Showing posts with label colds. Show all posts

Keep Viruses and Germs in Check

viruses and germs

Many believe that the way one catches a cold is through the air via small droplets that are sneezed or coughed out by an ill individual. This isn't quite accurate. Most colds are caught by way of touching a contaminated object (including any number of common ones like a doorknob or a shopping cart handle) covered with those droplets.

There are ways of preventing colds and making your home environment "cold free".

Wash up!

The best way to prevent colds from occurring is to wash one's hands thoroughly with warm water and soap. During cold season, you may want to do this a second and third time.

If possible, fingernails should be scrubbed by a scrub brush to remove all that's caught underneath. Fingernails tend to harbor not only dirt, but also bacteria and viruses. If using a washroom is impossible, consider carrying around sanitizing towellettes. These are a good substitute in lieu of washing when ouotside.

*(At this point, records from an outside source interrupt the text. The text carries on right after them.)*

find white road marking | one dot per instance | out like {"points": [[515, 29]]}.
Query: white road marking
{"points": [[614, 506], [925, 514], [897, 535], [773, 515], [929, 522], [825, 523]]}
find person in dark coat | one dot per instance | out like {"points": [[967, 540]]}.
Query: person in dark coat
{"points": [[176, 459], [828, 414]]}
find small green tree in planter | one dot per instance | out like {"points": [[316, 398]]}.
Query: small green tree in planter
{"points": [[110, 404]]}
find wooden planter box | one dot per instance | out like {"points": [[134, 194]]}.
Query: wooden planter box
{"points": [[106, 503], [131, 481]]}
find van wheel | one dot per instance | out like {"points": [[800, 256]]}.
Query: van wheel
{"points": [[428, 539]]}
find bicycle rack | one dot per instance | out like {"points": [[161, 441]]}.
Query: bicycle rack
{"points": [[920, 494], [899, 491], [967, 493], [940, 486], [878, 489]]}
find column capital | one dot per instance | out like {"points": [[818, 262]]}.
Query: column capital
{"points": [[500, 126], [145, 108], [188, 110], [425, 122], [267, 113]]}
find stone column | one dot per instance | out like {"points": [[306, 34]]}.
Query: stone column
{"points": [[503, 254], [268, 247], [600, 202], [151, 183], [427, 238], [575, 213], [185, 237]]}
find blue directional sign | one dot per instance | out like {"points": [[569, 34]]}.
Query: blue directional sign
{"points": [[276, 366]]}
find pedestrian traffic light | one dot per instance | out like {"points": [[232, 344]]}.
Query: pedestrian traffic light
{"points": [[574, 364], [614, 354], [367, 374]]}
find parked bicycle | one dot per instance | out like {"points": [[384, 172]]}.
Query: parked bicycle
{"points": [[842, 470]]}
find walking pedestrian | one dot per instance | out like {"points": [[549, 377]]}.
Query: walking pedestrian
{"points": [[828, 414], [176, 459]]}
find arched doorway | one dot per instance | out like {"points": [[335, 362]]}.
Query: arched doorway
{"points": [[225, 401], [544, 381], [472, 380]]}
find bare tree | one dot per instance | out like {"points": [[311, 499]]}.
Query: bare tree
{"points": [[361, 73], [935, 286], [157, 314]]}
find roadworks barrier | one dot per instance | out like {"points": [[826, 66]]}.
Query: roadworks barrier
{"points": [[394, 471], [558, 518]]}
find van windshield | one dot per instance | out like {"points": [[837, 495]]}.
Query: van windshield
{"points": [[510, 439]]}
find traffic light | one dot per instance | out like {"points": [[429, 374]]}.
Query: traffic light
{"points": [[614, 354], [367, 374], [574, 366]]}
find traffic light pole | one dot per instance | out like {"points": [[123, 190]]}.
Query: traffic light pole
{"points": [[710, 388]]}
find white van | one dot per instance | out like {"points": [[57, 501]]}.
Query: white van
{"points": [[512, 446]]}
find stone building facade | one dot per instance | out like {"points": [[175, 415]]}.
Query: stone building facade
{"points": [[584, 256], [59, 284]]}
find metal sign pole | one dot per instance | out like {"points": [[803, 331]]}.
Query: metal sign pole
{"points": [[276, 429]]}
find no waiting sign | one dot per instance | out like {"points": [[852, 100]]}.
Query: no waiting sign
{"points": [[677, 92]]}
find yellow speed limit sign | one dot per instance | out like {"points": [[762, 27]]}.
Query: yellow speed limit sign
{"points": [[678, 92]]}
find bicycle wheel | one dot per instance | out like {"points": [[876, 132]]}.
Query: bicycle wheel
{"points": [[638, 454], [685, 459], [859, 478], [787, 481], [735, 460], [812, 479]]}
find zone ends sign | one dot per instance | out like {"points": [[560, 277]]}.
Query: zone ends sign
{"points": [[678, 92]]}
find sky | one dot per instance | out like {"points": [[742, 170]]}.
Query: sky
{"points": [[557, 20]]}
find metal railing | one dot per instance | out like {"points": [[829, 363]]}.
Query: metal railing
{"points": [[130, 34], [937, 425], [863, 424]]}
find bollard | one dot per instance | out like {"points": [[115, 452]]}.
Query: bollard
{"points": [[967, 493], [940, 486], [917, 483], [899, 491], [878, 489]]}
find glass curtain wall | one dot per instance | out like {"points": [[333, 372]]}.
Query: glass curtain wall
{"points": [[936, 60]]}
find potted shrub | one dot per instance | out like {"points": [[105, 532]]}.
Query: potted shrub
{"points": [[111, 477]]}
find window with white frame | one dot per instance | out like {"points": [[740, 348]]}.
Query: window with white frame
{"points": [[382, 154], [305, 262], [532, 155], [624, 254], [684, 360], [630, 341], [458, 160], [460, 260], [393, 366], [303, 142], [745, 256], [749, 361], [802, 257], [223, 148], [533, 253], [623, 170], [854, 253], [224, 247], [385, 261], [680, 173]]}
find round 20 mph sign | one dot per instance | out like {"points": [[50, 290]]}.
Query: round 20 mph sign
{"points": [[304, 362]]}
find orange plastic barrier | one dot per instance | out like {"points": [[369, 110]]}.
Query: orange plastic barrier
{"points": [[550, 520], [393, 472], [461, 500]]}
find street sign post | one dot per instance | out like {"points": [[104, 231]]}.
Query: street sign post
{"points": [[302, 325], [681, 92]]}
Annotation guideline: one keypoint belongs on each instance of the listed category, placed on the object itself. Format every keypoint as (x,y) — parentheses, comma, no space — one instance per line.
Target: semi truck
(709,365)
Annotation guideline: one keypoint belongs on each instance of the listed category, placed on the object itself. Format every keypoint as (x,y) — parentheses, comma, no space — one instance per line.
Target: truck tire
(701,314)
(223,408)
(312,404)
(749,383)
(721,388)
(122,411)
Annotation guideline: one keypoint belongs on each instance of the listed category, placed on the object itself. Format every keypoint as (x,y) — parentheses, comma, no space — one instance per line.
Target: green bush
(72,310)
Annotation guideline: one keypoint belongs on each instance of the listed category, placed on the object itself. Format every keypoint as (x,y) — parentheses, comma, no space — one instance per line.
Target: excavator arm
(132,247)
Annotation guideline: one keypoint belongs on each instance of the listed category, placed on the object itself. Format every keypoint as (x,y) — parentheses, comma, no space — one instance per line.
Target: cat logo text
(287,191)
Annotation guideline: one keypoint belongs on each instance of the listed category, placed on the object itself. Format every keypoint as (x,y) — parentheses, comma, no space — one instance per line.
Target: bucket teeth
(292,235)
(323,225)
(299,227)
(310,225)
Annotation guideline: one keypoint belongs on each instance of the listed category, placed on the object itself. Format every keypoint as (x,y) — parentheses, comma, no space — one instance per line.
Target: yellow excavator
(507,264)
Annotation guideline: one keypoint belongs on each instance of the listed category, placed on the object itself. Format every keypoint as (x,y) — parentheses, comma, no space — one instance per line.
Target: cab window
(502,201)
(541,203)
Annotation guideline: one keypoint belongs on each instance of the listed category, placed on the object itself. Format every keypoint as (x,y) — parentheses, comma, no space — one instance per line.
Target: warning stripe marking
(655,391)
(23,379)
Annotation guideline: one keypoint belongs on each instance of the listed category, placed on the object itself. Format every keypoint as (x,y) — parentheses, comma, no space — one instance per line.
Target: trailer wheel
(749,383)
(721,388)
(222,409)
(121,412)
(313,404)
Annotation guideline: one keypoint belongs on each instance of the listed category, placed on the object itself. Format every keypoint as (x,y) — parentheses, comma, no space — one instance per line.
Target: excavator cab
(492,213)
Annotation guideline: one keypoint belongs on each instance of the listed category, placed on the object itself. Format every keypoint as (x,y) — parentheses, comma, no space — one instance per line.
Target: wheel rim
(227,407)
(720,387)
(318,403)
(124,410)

If you do need to cough or sneeze, do so into your arm or tissue. This will help to prevent the contamination of the area by you. Be also careful about touching your eye. Viruses can enter the eye easily and can cause myriad problems, not the least of which is conjunctivitis or "pink eye".

Breathe in...

Other methods of prevention include the breathing in hot steamy air, or even warm air for that fact. If you can find one at a local gym, a 20-minute sauna session is most helpful. The hot or warm air seems to kill the cold virus fairly well. If one doesn't have access to a sauna, just breathing in the air from a hair dryer may do the trick. (But take care!)

Or try filling up your sink with hot, boiling water, covering your head with a towel and breathing the steam, taking care not to get any hot water on your skin. You can also add a bit of Eucalyptus oil or something like Vicks Vapo-Rub to help clear out any congestion.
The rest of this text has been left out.